Philippe Grandjean dans L’Indochine face au Japon, 1940-1945, au sous-titre significatif : Decoux – de Gaulle, un malentendu fatal, paru aux Editions L’Harmattan, en 2004, donne l’explication suivante due aux travaux de deux universitaires japonais sur les archives de Tokyo : la décision japonaise s’est faite en plusieurs étapes. Dès janvier 1944 on a évoqué la possibilité d’intervenir militairement, mais estimé que, pour le moment, il n’y avait pas de raison de le faire, le statu quo restant satisfaisant. Le 14 septembre 1944 on a étudié à nouveau la situation quelques jours après l’arrivée à Paris de de Gaulle et évoqué trois hypothèses : 1. maintien du statu quo si les Français s’y tiennent, 2. sinon, placement du pays sous administration militaire ou, selon gravité, 3. utilisation de la force armée. En décembre 1944 nouvelle étape : les Philippines sont tombées, on pense à la possibilité d’un débarquement américain en Indochine que les troupes françaises appuieraient et on remet la décision finale à janvier 1945. Le 17 janvier, après qu’une quarantaine de navires japonais ont été détruits le 12 du mois, manifestement sur indication précise du Renseignement français, on se met d’accord sur le principe d’un coup de force. Le 1er février on en dresse le plan. Le 26 février le Conseil suprême entérine le plan et le met en vigueur. Ce qui ressort clairement de tout ceci c’est que les Japonais ont été conduits à croire contre toute vraisemblance à un débarquement américain et un coup de poignard dans le dos des Français à la suite des parachutages, du bouillonnement imprudent de la résistance et de la précision du bombardement des navires japonais. Alors que Mac Arthur n’a pas pensé une seule minute à un tel débarquement et n’avait qu’une seule idée en tête : foncer aussi vite que possible vers le nord et le pays du Soleil levant. « Il suffit à un profane de regarder la carte du Pacifique », écrit Philippe Grandjean, « pour comprendre que, maître des Philippines au début de 1945, Mac Arthur n’a que faire de diversions vers l’Ouest… ». Mais le plus incroyable c’est que les Français y ont cru également, et espéré, en un tel débarquement. Et, plus incroyable encore : de Gaulle n’en savait rien lui-même et, lors d’une dernière entrevue avec Roosevelt à Washington leurs relations étaient tellement mauvaises qu’il n’a même pas jugé utile de lui poser la question…
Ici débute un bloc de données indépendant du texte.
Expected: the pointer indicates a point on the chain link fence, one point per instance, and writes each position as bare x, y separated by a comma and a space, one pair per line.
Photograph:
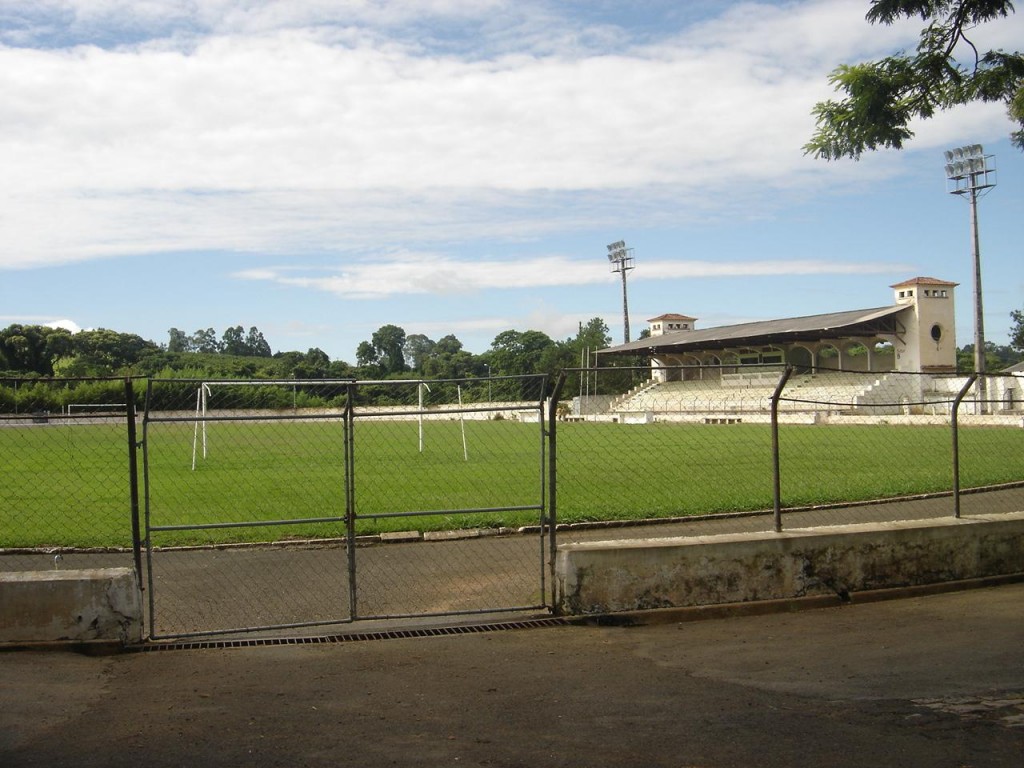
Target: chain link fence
733, 449
301, 503
68, 453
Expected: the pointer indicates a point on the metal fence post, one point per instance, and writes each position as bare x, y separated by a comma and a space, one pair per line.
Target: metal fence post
776, 470
954, 428
136, 528
349, 475
553, 483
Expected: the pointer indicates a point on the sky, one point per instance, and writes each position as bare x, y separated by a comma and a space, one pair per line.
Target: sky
321, 168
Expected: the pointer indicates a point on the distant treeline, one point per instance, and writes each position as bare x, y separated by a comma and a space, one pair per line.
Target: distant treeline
29, 352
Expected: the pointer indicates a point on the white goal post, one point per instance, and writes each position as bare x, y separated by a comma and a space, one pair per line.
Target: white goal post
71, 407
204, 391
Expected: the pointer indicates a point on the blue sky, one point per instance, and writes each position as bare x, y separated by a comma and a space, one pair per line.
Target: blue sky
320, 168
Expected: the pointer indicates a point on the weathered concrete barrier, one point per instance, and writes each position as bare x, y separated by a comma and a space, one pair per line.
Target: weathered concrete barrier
608, 577
77, 606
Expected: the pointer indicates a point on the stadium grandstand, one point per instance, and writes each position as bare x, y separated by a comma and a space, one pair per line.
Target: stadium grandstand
896, 358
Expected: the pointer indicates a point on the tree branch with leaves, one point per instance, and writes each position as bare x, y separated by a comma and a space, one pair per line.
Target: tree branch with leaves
946, 71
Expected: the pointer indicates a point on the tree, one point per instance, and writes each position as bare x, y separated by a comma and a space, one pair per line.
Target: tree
233, 341
882, 97
206, 342
418, 348
178, 341
33, 348
516, 353
256, 345
384, 350
1017, 331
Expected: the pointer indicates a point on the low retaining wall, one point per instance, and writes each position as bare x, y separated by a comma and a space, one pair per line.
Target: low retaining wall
608, 577
77, 606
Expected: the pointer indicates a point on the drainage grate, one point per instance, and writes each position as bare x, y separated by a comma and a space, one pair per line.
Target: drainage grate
357, 636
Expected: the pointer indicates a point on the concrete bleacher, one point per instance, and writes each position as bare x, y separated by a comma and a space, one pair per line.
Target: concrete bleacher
750, 392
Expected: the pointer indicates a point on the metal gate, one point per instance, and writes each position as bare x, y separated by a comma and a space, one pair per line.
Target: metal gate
280, 505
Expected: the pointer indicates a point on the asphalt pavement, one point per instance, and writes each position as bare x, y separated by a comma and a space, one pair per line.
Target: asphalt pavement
934, 681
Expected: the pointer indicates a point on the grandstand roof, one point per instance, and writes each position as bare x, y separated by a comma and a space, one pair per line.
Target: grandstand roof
811, 328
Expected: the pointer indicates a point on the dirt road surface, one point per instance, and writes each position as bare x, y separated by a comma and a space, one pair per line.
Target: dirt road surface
934, 681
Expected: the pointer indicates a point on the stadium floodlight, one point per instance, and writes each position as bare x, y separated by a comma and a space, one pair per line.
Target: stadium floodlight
622, 261
971, 173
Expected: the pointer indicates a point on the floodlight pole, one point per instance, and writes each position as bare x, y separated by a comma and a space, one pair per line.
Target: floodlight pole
969, 173
622, 261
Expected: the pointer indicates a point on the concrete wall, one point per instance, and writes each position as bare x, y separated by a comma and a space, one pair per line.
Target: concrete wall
87, 605
607, 577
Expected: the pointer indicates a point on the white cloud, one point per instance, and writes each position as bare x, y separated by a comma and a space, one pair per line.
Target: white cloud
243, 126
419, 274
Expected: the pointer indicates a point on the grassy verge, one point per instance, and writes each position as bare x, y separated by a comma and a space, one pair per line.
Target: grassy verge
68, 485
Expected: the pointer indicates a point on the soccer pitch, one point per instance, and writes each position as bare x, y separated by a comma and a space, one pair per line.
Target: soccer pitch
69, 484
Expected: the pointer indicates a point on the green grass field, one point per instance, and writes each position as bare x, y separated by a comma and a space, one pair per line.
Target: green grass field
68, 485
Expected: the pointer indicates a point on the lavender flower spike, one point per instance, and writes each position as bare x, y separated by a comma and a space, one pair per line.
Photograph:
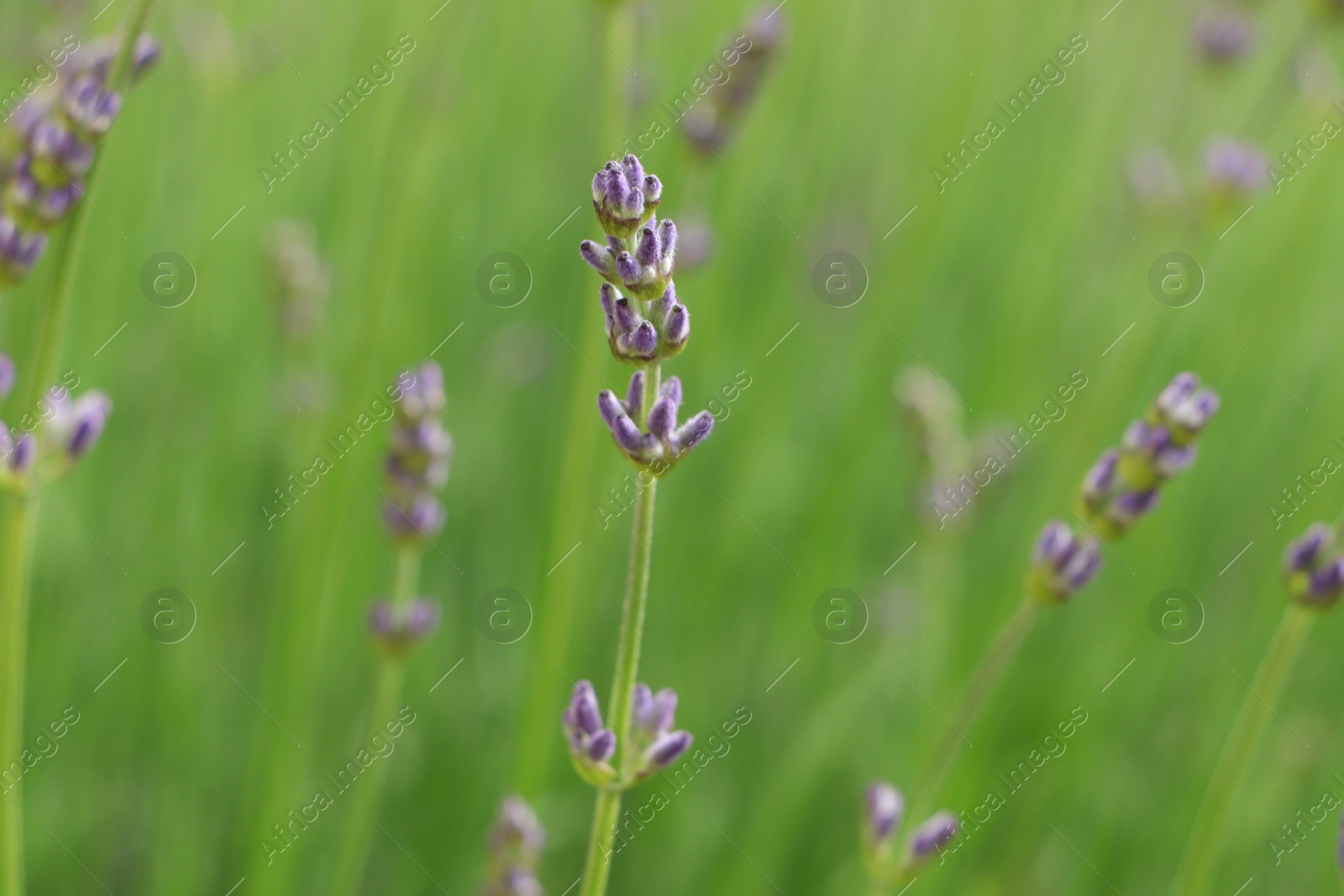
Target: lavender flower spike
591, 745
401, 629
1124, 484
417, 459
1312, 573
664, 443
651, 731
1061, 563
933, 837
515, 848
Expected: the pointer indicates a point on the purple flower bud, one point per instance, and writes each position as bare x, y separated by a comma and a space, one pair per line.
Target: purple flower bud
667, 234
1055, 544
421, 516
584, 714
663, 418
7, 376
400, 629
635, 396
694, 432
645, 340
627, 268
601, 746
1303, 553
600, 257
627, 318
1101, 477
649, 249
678, 325
1234, 165
669, 748
89, 417
629, 438
1222, 35
671, 387
932, 836
884, 806
609, 406
24, 453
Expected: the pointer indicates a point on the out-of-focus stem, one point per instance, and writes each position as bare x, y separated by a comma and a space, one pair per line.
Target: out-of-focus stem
363, 813
598, 866
1206, 839
983, 680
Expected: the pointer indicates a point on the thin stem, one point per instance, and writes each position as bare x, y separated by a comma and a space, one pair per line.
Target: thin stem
1205, 846
983, 681
598, 866
363, 813
20, 510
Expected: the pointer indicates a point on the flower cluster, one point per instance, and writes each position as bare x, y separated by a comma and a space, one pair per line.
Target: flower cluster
58, 132
712, 121
654, 741
884, 815
417, 459
648, 324
71, 426
517, 842
1061, 563
398, 629
1124, 484
664, 443
1314, 574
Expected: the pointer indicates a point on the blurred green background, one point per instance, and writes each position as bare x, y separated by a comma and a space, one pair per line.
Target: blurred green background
1025, 270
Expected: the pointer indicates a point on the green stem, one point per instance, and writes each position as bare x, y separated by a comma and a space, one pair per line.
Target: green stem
363, 815
598, 867
20, 511
983, 680
1205, 846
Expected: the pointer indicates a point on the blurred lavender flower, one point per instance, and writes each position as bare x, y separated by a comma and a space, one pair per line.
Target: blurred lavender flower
515, 846
932, 837
1222, 35
1061, 563
76, 423
300, 278
54, 136
398, 629
717, 117
1124, 484
884, 810
652, 716
591, 746
1312, 573
664, 443
1234, 167
418, 456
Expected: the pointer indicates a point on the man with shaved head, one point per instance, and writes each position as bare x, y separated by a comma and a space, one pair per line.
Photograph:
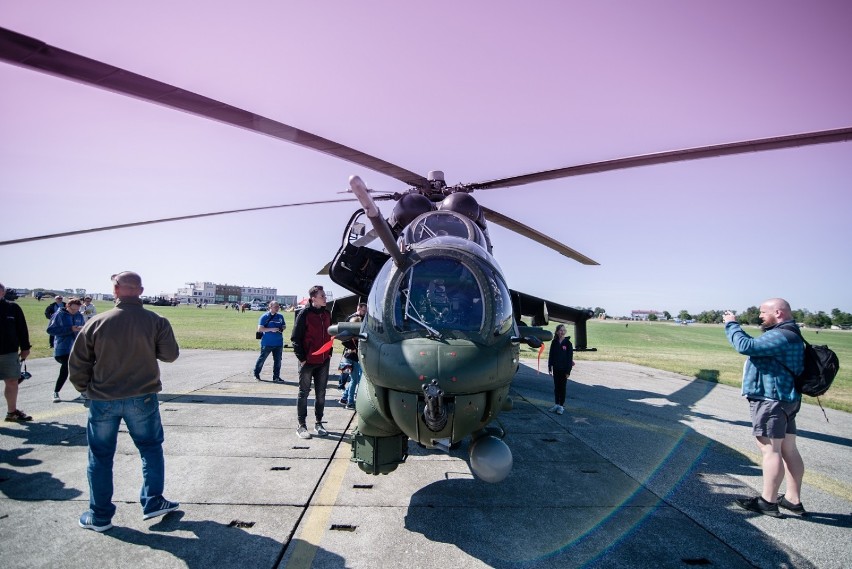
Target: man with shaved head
114, 362
769, 386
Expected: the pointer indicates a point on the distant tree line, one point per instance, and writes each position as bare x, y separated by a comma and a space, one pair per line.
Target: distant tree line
752, 316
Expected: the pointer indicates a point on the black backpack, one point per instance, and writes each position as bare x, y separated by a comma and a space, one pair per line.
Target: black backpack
821, 367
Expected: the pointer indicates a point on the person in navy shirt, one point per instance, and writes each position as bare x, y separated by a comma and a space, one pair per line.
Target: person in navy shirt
272, 325
559, 364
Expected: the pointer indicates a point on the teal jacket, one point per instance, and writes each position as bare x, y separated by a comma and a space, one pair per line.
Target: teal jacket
764, 374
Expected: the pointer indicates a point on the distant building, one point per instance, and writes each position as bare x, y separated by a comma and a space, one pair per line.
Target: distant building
197, 292
645, 314
214, 293
228, 294
261, 294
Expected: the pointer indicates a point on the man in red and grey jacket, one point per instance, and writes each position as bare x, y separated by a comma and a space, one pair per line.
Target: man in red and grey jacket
312, 346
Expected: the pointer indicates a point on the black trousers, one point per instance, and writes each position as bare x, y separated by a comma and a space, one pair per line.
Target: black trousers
318, 373
560, 384
63, 372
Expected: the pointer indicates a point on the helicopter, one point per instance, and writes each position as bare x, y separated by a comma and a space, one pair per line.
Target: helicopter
441, 341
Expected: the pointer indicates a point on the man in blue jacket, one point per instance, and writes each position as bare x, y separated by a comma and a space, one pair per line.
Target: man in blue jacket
769, 386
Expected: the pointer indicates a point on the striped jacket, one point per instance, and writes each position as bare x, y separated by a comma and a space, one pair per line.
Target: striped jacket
764, 376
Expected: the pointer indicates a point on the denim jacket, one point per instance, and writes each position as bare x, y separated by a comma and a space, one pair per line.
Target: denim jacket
764, 376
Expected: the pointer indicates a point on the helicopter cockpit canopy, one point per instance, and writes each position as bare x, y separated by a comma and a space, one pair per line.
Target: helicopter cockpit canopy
463, 296
440, 223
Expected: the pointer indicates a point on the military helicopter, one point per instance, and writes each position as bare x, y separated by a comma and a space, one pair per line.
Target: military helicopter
440, 345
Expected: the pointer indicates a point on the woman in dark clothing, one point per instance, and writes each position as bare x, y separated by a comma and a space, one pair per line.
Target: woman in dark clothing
559, 364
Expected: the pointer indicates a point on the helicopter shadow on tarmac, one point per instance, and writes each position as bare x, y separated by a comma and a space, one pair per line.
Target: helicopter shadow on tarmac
205, 543
607, 484
21, 482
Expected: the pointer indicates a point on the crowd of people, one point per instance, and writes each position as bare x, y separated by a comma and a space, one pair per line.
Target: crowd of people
112, 358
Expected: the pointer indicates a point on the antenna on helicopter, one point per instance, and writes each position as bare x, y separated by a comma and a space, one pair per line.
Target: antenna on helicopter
380, 224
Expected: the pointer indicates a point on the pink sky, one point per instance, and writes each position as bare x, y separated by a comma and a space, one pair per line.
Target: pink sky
481, 90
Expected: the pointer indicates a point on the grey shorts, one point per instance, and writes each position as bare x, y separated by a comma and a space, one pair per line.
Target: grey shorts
10, 366
773, 419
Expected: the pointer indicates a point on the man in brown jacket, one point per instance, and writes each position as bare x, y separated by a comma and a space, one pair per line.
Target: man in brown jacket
114, 362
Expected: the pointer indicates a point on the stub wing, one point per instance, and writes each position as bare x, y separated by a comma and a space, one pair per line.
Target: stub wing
541, 311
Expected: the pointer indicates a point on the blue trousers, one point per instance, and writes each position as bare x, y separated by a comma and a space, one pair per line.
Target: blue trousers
142, 417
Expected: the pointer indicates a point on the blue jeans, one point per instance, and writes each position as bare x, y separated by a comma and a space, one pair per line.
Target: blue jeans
354, 379
142, 417
276, 360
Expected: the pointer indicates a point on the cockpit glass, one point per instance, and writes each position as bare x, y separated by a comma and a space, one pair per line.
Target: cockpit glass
439, 294
502, 303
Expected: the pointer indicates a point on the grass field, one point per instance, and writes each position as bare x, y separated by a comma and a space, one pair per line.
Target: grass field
697, 350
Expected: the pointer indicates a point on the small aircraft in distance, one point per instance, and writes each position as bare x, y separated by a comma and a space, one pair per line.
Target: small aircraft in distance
441, 341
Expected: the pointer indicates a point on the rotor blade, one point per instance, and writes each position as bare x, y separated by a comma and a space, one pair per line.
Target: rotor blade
164, 220
759, 145
541, 238
30, 53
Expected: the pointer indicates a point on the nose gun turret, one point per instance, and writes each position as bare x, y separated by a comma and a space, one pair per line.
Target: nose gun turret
435, 414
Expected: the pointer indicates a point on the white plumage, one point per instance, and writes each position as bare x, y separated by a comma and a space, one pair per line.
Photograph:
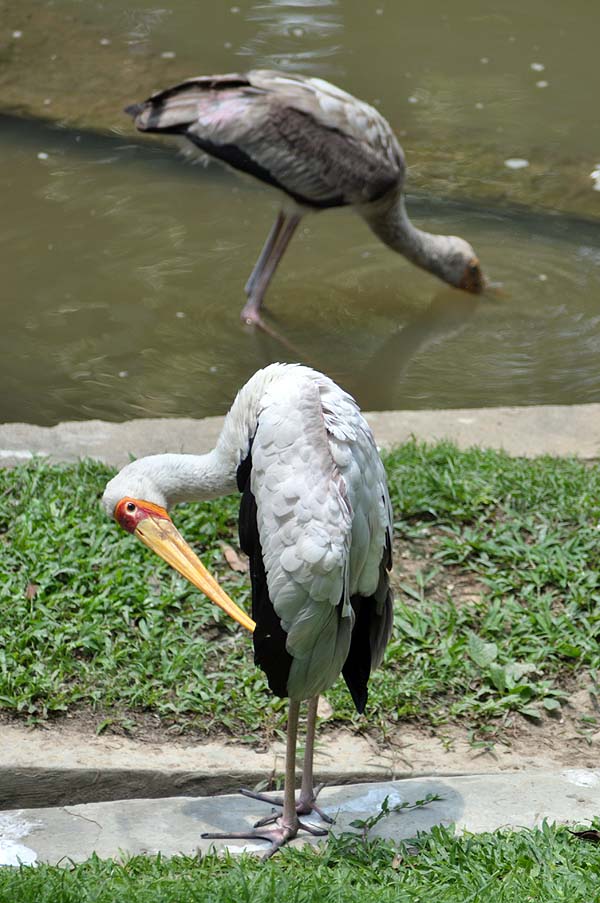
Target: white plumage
319, 147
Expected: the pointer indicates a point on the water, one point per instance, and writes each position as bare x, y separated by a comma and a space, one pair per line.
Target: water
123, 265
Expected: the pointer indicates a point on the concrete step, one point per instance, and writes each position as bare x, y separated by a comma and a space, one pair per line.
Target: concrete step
173, 825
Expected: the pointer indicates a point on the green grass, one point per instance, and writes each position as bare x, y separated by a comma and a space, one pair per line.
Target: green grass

Mais il faut revenir au début et comprendre comment ce curieux modus vivendi avec les Japonais a pu s’installer. Philippe Grandjean qui a fait ses études de droit à l’Université de Hanoï avec le futur général Giap et qui était officier (évadé d’un camp allemand), docteur en droit et avocat (avocat aux cours d’appel de Hanoï et Saïgon de 1941 à 1952), a passé la plus grande partie de la deuxième guerre mondiale en Indochine, de 1941 jusqu’à la fin. Il explique les choses très clairement (voir son livre déjà cité).
Le plus amusant de l’histoire c’est que c’est le général Catroux qui était Gouverneur de l’Indochine au moment de la débâcle française qui accepte le premier les exigences japonaises formulées le 19 juin 1940 concernant l’arrêt définitif de l’approvisionnement de Chang Kai Chek par la ligne de chemin de fer Haïphong-Kunming (dans le Yunnan) et le contrôle de cette mesure par les Japonais sur place. Je dis que c’est amusant parce que Catroux se fait tancer violemment par le nouveau gouvernement Pétain, puis révoquer et remplacer par Decoux, et que ce même Catroux passe alors à la France libre de de Gaulle. Avant cela il écrit à son Ministre : « quand on est battu, qu’on a peu d’avions et de DCA, pas de sous-marins, on s’efforce de garder son bien sans avoir à se battre et on négocie. C’est ce que j’ai fait ». Il faut d’ailleurs ajouter que les Japonais occupaient l’île de Hainan dans le golfe du Tonkin, qu’une partie de la flotte japonaise se tenait face aux côtes indochinoises et que les Anglais avaient déjà accepté de fermer l’approvisionnement chinois par la Birmanie (du moins à titre provisoire).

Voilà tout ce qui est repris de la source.